Personal information
- Full name: Lisa Elena Jane Mason
- Nationality: English
- Born: 26 February 1982 (age 44) Aylesbury, Buckinghamshire

Sport
- Sport: Gymnastics
- Club: Huntington Gymnastics Club

Medal record
Gymnastics
Representing England
Commonwealth Games
| Gold medal – first place | 1998 Kuala Lumpur | vault |
| Silver medal – second place | 1998 Kuala Lumpur | team event |

= Lisa Mason =

British gymnast

Lisa Elena Jane Mason (born 26 February 1982 in Aylesbury, England) is a British gymnast who has competed for her country at the Commonwealth Games (for England), European championships, World championships and the Olympic Games. She was the vault champion at the 1998 Commonwealth Games, and was part of the first Great Britain women's artistic gymnastic team to qualify for the team event at the Olympic Games.

Having retired aged 18 in 2001, Mason made a comeback in aged 31, winning numerous national titles and being invited to World trials for the Great Britain team, despite team ranking having improved in the years since her first retirement.

In 2020 Mason, with fellow gymnast Catherine Lyons went public with allegations of serious physical and mental abuse within the British Gymnastics system In response several elite and former elite gymnasts came forward, corroborating Lyons and Mason's allegations in their own careers, including European champions Becky Downie and Ellie Downie and Olympic medallist Amy Tinkler . Later that year, British Gymnastics CEO Jane Allen resigned from her role, though denied her resignation was linked to the Lyons and Mason interviews and their fallout.

==Gymnastics career==
Lisa Mason began training at Huntingdon Gym Club at the age of five.
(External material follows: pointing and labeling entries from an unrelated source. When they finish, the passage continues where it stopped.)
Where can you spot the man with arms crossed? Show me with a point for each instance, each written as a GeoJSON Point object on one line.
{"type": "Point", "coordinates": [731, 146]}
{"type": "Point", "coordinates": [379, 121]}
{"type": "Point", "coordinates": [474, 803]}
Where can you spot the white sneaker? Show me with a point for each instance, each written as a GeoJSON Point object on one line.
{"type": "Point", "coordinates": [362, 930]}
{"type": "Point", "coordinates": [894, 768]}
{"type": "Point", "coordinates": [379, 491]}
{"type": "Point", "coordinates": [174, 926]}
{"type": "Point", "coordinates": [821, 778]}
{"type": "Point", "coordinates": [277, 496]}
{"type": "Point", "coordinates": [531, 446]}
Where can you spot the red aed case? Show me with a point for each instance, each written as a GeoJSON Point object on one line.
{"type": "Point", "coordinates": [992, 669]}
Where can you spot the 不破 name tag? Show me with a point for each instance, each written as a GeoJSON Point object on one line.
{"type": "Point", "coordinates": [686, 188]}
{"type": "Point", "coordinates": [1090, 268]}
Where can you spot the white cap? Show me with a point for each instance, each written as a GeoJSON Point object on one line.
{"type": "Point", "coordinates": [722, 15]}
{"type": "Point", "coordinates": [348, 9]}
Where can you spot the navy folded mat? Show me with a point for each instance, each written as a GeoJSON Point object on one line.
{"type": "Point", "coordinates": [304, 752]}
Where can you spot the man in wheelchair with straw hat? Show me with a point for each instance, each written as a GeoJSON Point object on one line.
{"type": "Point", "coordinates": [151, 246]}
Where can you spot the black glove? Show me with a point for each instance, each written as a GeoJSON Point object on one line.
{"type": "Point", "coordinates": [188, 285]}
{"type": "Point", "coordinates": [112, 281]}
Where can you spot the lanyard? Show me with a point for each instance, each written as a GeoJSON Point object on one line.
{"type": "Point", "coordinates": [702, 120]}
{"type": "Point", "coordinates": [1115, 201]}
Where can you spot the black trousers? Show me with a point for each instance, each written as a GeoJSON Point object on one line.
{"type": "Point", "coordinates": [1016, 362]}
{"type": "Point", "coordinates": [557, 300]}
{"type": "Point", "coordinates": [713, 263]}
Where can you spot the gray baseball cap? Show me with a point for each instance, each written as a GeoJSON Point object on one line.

She has represented her country at three European championships and world championships events, Commonwealth Games and Olympic Games. She represented England and won a gold medal in the vault and also won a silver medal in the team event, at the 1998 Commonwealth Games in Kuala Lumpur.

She was the first British gymnast to make finals in European and World Championships.

In January 2013, after 12 years away from the sport, Mason announced her comeback with the aim of qualifying for the Glasgow 2014 Commonwealth Games. Mason went on to compete at the English and British championships the following year, picking up a collection of medals on vault and floor and finishing top 8 on both beam and bars.

== Personal life ==
Mason is involved in gymnastics as a coach and a choreographer and is also a stunt double and sports model. She is known for her outlandish gymnastics attire. In 2020, following the gymnastics abuse revelations in the press Mason talked about the dark side of British sport, in order to encourage fellow sufferers.